The third jumped as if the alligator clips had leapt off the table and bit him. “But that’s -”

“Loyalty,” the first officer said, clearly and firmly. “Loyalty to our homeland – Annam. It is time to recognize invasion for what it is, violation for what it is.”

“We must be men,” the second officer said. “We must refuse to be victimized.” He’d been reading American self-help texts as part of his study plan.

“Absolutely!” the third man almost yelled. He’d finally gotten the drift and hoped the others wouldn’t interpret plain slow-wittedness as dissent. “Men! Not, uh, not dogs.”

“There is,” the first officer said, “but one thing to do.”

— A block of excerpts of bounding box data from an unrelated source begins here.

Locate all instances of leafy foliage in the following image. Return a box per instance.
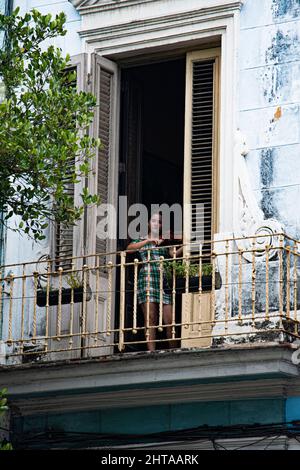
[164,260,212,280]
[0,388,12,450]
[0,8,100,240]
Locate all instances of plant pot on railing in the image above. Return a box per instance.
[164,271,222,294]
[36,286,92,307]
[164,261,222,294]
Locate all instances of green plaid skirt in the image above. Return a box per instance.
[132,240,172,304]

And they all three turned as one to the horrid Lien Xo joker, who had stood there throughout it all not understanding a word that was said, and smiled. He smiled back with his grotesque leathery lips.

“Thank you,” the first officer said, in English again. “You have been of great help. Return to your unit now and tell your colonel to await our report.”

“In Hell,” the second officer said in Vietnamese, as the being shambled out.

Because the three shared a single thought with total clarity: that night they were going to slip away across the paddies and join the rebels. The answer was blowing in the wind.

Ngo An Dong was unfortunate enough to come partially back to himself as the Soviet-made GAZ jeep pulled away from the police station and its bad suspension began to jolt his tailbone. He had osmotically absorbed the fact that he had fallen from the rice pot into the cook-fire.